Pero me he desviado del asunto. Era un día cómo cualquiera de esta fecha, los vientos del este rugían con ferocidad en su pelea contra los pedruscos y el sol reverberaba en los escondrijos revelando las crías de los pequeños kwaks en sus nidos. Esa mañana decidí recorrer con tranquilidad las hendiduras más empinadas, acompañado de Kuga, mi fiel jalacastor. Kuga es de hecho único, y no lo digo por ser su dueño. La idea de que un animal naturalmente de pradera rondara por los acantilados rocosos no sentaba bien a la opinión pública, porque se consideraba una falta al cuidado de las criaturas. No fue sino tras largas charlas que, junto con Anzeo, logramos calmar los ánimos demostrando la destreza de Kuga para adaptarse a condiciones hostiles y recorrer con agilidad la familia de valles que existen en las profundidades del monte. Aún recuerdo como Hova fue una de las primeras en apoyar mis ideas tras enamorarse – sí, parece que tenía un corazón oculto – de los tiernos gestos de la criatura. Al menos, tal relación me ha servido mucho para asegurarle a Kuga una buena dieta, Hova le entrega vegetales cada vez que nos acercamos lo suficiente a la cumbre de templo.

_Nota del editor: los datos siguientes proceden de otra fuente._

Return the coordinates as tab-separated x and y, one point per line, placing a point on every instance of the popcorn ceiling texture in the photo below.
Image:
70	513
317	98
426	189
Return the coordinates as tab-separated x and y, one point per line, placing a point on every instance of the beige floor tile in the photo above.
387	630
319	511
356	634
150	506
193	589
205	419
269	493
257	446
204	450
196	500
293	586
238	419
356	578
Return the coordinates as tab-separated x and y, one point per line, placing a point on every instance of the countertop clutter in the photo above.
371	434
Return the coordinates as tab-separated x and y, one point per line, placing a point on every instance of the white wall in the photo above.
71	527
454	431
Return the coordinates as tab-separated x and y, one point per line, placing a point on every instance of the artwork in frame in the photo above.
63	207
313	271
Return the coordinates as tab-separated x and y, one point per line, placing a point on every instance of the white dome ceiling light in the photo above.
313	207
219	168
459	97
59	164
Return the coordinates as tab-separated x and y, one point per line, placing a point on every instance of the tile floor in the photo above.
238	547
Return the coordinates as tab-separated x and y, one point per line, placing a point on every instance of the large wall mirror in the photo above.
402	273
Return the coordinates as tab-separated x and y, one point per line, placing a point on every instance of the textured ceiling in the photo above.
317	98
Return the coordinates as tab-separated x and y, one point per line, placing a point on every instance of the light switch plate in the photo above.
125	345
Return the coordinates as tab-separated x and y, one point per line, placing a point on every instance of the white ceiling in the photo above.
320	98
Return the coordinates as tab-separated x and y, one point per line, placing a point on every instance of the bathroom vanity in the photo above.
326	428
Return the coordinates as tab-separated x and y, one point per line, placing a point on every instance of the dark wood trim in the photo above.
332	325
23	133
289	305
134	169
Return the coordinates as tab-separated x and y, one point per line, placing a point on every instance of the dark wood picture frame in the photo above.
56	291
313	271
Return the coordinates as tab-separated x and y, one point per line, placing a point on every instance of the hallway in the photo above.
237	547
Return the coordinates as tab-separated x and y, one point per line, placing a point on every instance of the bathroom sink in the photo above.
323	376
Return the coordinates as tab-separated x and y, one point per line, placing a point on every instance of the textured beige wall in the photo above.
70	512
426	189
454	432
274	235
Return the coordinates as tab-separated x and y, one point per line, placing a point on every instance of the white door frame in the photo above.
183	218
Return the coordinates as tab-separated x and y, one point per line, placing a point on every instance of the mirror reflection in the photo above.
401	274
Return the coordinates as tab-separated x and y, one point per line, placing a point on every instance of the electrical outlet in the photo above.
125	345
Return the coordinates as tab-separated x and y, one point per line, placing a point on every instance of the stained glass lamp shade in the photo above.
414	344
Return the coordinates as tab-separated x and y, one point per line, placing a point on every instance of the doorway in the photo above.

Inicié, pues, mi camino hacia el noroeste, siguiendo la ruta de los gremios y sus puentes construidos por provincianos de Amakna, facto claro tras vistear la robustez de las tablas y las sogas colgantes. No por una incompetencia de los alfareros zobal, sino porque la sobreutilización de materiales reflejaba el temor de los diseñadores por las alturas y la remota posibilidad de resbalar, una característica que ningún habitante del Monte de los Crujidores poseía, después de todo, fuimos criados en estos peñascos, entrenados desde pequeños para bailar con destreza entre las piedras al ritmo de máscaras.

Tras llegar al final de los senderos amakneanos, dirigí mis pasos hacia el norte, donde esperaba encontrarme con otra señal de civilización, el zaap de los montes. No parecía haber experimentado mucha actividad tal día, las hierbas permanecían brotantes y de bordes filosos en busca del sol.